4.6 One-Sample Poisson Test

If \(X\) is the number of successes in \(n\) (many) trials when the probability of success \(\lambda / n\) is small, then \(X\) is a random variable with a Poisson distribution, and the probability of observing \(X = x\) successes is

\[f(x;\lambda) = \frac{e^{-\lambda} \lambda^x}{x!} \hspace{1cm} x \in (0, 1, ...), \hspace{2mm} \lambda > 0\]

with \(E(X)=\lambda\) and \(Var(X) = \lambda\) where \(\lambda\) is estimated by the sample \(\hat{\lambda}\),

\[\hat{\lambda} = \sum_{i=1}^N x_i / n.\]

Poisson sampling is used to model counts of events that occur randomly over a fixed period of time. You can use the Poisson distribution to perform an exact test on a Poisson random variable.

Example

You are analyzing goal totals from a sample consisting of the 95 matches in the first round of the 2002 World Cup. The average match produced a mean/sd of 1.38 \(\pm\) 1.28 goals, lower than the 1.5 historical average. Should you reject the null hypothesis that the sample is representative of typical values?

Conditions

The events must be independent of each other. In this case, the goal-count in one match has no effect on goal-counts in other matches.
The expected value of each event must be the same (homogeneity). In this case, the expected goal-count of each match is the same regardless of which teams are playing. This assumption is often dubious, causing the distribution variance to be larger than the mean, a conditional called over-dispersion.

You might also check whether the data is consistent with a Poisson model. This is random sampling, but the data violates the \(\ge\) 5 rule because the minimum expected frequency was 0. To comply with the minimum frequency rule, lump the last six categories into “3-8”.

The minimum expected frequency was 15, so now the chi-squared test of independence is valid. Compare the expected values to the observed values with the chi-squared goodness of fit test, but in this case \(df = 4 - 1 - 1\) because the estimated parameter \(\lambda\) reduces the df by 1. You cannot set df in chisq.test(), so perform the test manually.

(X2 <- sum((o - e)^2 / e))
## [1] 0.8618219
(p.value <- pchisq(q = X2, df = length(j) - 1 - 1, lower.tail = FALSE))
## [1] 0.6499168

Of the 95 World Cup matches, 23 had no goals, 37 had one goal, 20 had two goals, and 15 had 3-8 goals. A chi-square goodness-of-fit test was conducted to determine whether the observed goal counts follow a Poisson distribution. The minimum expected frequency was 15. The chi-square goodness-of-fit test indicated that the number of goals scored was not statistically significantly different from the frequencies expected from a Poisson distribution (\(X^2\)(2) = 0.862, p = 0.650).

Results

The conditions for the exact Poisson test were met, so go ahead and run the test.
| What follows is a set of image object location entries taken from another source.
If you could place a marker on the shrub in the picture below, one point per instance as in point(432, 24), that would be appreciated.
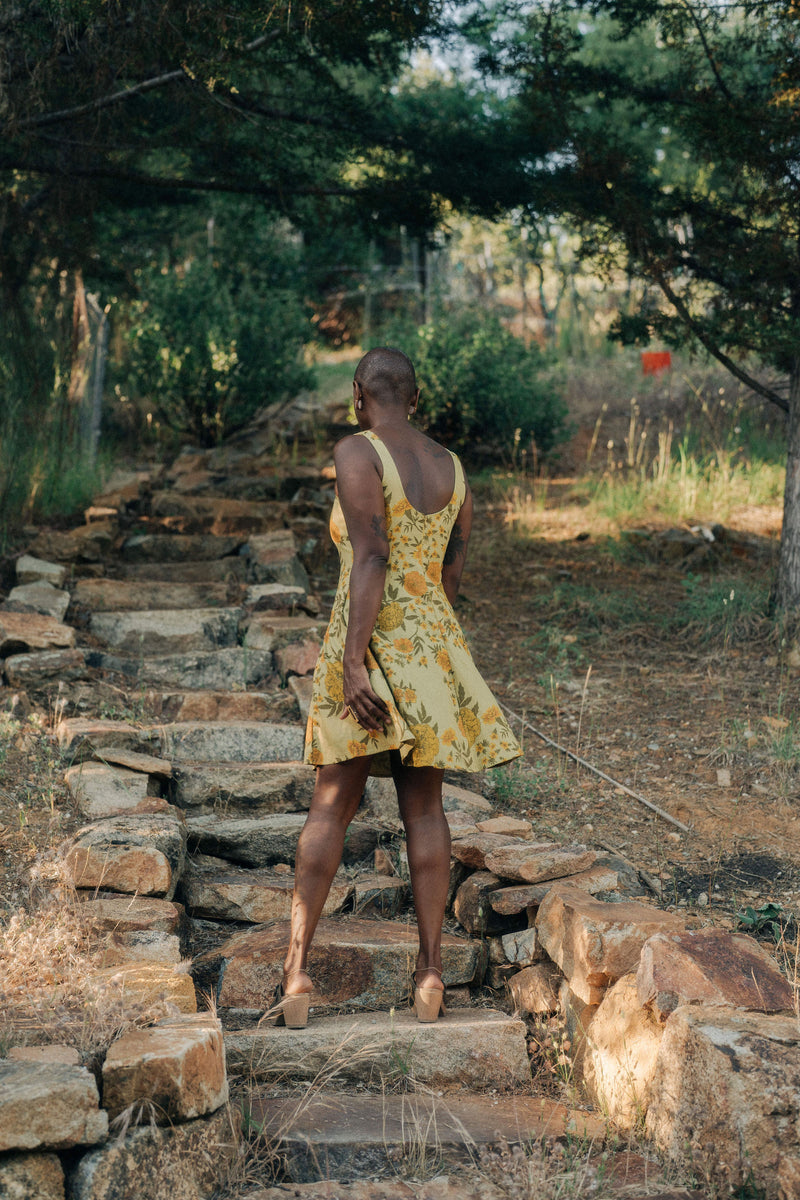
point(208, 346)
point(482, 389)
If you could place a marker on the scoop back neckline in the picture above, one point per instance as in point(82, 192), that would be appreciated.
point(371, 435)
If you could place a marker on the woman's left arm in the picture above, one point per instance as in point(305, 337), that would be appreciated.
point(361, 496)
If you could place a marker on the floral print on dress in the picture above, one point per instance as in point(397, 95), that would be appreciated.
point(443, 714)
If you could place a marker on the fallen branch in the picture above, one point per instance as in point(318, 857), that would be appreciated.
point(582, 762)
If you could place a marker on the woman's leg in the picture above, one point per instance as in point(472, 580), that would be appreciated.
point(427, 835)
point(337, 795)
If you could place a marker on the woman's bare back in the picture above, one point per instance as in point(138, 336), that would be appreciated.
point(426, 469)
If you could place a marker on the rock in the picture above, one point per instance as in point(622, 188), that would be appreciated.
point(471, 907)
point(185, 1162)
point(144, 763)
point(596, 943)
point(230, 742)
point(36, 570)
point(24, 631)
point(710, 966)
point(178, 549)
point(221, 570)
point(248, 841)
point(577, 1019)
point(380, 895)
point(80, 738)
point(473, 851)
point(65, 1055)
point(274, 595)
point(262, 841)
point(130, 915)
point(210, 706)
point(299, 659)
point(42, 598)
point(140, 946)
point(522, 947)
point(86, 544)
point(354, 963)
point(536, 862)
point(224, 893)
point(218, 515)
point(145, 595)
point(136, 855)
point(510, 826)
point(167, 631)
point(104, 791)
point(301, 688)
point(726, 1093)
point(50, 1105)
point(268, 631)
point(176, 1066)
point(274, 559)
point(509, 901)
point(44, 667)
point(620, 1057)
point(162, 987)
point(31, 1177)
point(264, 786)
point(462, 798)
point(199, 670)
point(473, 1049)
point(535, 989)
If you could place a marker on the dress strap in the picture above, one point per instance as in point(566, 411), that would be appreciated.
point(386, 460)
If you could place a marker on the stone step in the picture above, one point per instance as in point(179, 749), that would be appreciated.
point(476, 1050)
point(354, 963)
point(210, 706)
point(216, 891)
point(350, 1137)
point(228, 742)
point(269, 839)
point(220, 515)
point(167, 630)
point(143, 595)
point(252, 786)
point(156, 547)
point(222, 670)
point(229, 569)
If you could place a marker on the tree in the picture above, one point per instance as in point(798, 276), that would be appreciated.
point(672, 136)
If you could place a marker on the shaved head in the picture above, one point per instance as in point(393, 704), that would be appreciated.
point(388, 376)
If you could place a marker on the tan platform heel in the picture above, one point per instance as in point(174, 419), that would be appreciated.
point(428, 1002)
point(288, 1011)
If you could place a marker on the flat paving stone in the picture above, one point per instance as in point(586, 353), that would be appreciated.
point(358, 1135)
point(143, 595)
point(354, 963)
point(228, 667)
point(167, 630)
point(248, 787)
point(476, 1050)
point(229, 741)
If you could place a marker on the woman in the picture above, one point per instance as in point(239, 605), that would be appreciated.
point(395, 688)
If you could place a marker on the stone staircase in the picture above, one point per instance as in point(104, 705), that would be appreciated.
point(182, 673)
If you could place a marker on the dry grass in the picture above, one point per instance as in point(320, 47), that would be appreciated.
point(49, 991)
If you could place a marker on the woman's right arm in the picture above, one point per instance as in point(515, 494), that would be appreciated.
point(456, 552)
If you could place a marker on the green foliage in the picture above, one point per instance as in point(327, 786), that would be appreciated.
point(208, 347)
point(757, 921)
point(481, 388)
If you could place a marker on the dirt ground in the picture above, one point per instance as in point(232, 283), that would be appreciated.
point(590, 640)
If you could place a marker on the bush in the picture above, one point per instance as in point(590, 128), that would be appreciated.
point(482, 389)
point(208, 346)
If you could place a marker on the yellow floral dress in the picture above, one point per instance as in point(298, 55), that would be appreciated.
point(443, 714)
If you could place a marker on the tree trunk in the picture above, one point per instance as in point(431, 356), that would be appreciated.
point(787, 592)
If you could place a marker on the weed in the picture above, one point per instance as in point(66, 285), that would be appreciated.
point(756, 921)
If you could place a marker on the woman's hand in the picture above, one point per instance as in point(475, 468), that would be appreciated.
point(361, 702)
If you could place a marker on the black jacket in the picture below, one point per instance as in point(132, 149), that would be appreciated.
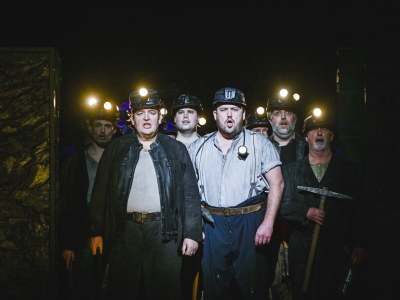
point(179, 196)
point(73, 208)
point(301, 145)
point(341, 226)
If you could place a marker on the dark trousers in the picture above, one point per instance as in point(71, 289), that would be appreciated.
point(230, 255)
point(324, 280)
point(143, 266)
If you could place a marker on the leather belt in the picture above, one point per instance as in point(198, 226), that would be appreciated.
point(232, 211)
point(143, 217)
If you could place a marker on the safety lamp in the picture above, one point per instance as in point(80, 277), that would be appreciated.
point(283, 93)
point(260, 110)
point(317, 112)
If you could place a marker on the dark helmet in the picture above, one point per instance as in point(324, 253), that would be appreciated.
point(103, 111)
point(186, 100)
point(150, 99)
point(281, 104)
point(312, 121)
point(168, 127)
point(229, 96)
point(256, 120)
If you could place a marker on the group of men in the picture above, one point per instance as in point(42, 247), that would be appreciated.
point(152, 200)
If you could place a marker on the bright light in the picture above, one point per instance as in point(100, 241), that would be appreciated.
point(260, 110)
point(143, 92)
point(163, 111)
point(317, 112)
point(283, 92)
point(92, 101)
point(107, 105)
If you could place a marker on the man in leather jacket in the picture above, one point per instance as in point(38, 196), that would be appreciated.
point(291, 146)
point(145, 207)
point(341, 235)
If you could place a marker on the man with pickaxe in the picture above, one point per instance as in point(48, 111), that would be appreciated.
point(321, 197)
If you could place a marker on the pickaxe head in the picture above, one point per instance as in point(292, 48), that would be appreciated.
point(323, 192)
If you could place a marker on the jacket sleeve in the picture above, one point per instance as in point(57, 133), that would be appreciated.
point(192, 227)
point(290, 208)
point(98, 200)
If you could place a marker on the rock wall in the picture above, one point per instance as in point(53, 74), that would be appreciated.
point(29, 83)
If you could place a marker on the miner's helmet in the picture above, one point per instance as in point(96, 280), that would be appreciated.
point(188, 101)
point(319, 119)
point(99, 110)
point(281, 104)
point(256, 120)
point(168, 128)
point(144, 99)
point(229, 96)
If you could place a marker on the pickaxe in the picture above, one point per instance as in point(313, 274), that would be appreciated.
point(323, 192)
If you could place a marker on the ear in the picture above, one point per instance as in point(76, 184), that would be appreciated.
point(159, 118)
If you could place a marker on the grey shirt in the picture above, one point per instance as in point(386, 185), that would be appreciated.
point(226, 180)
point(91, 166)
point(144, 195)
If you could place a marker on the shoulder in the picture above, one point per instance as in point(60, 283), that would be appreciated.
point(170, 143)
point(199, 142)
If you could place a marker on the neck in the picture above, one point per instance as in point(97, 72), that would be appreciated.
point(146, 141)
point(95, 151)
point(283, 141)
point(224, 142)
point(319, 157)
point(187, 137)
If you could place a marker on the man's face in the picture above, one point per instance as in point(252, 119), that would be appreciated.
point(186, 119)
point(101, 131)
point(283, 122)
point(261, 130)
point(229, 119)
point(146, 122)
point(319, 139)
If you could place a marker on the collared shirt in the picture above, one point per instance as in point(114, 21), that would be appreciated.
point(227, 180)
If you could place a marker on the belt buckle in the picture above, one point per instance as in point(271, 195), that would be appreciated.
point(227, 212)
point(142, 217)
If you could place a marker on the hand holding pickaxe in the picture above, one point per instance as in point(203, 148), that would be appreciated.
point(317, 215)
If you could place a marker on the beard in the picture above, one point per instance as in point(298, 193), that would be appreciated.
point(320, 144)
point(229, 132)
point(283, 132)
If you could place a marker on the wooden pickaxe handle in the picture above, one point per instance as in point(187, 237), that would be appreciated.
point(313, 246)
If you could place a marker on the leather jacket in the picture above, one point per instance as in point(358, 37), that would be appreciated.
point(301, 145)
point(179, 196)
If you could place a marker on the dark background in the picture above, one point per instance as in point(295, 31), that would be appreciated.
point(198, 47)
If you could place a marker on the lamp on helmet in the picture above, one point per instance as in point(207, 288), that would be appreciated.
point(186, 100)
point(281, 104)
point(318, 119)
point(229, 96)
point(144, 99)
point(97, 110)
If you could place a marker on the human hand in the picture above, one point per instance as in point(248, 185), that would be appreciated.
point(263, 234)
point(316, 215)
point(68, 256)
point(96, 242)
point(189, 247)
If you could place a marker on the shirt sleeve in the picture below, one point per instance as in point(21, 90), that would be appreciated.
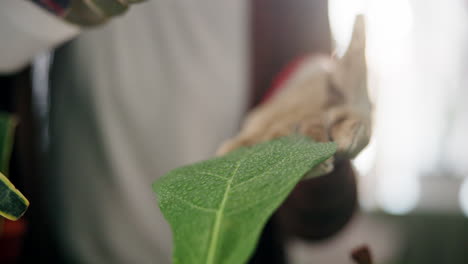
point(27, 29)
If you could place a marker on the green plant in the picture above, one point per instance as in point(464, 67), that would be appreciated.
point(12, 203)
point(217, 208)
(pois_val <- poisson.test(
  x = sum(dat_pois$goals * dat_pois$freq), 
  T = sum(dat_pois$freq), 
  r = 1.5)
)

## 
##  Exact Poisson test
## 
## data:  sum(dat_pois$goals * dat_pois$freq) time base: sum(dat_pois$freq)
## number of events = 131, time base = 95, p-value = 0.3567
## alternative hypothesis: true event rate is not equal to 1.5
## 95 percent confidence interval:
##  1.152935 1.636315
## sample estimates:
## event rate 
##   1.378947

Construct a plot showing the 95% CI around the hypothesized value. For a Poisson distribution, I built the distribution around the expected value, \(n\lambda\), not the rate, \(\lambda\).

I think you could report these results like this.

A one-sample exact Poisson test was run to determine whether the number of goals scored in the first round of the 2002 World Cup was different from past World Cups, 1.5. A chi-square goodness-of-fit test indicated that the number of goals was not statistically significantly different from the counts expected in the Poisson distribution (\(X^2\)(2) = 0.862, p = 0.650). Data are mean \(\pm\) standard deviation, unless otherwise stated. Mean goals scored (1.38 \(\pm\) 1.28) was lower than the historical mean of 1.50, but was not statistically significantly different (95% CI, 1.15 to 1.64), p = 0.357.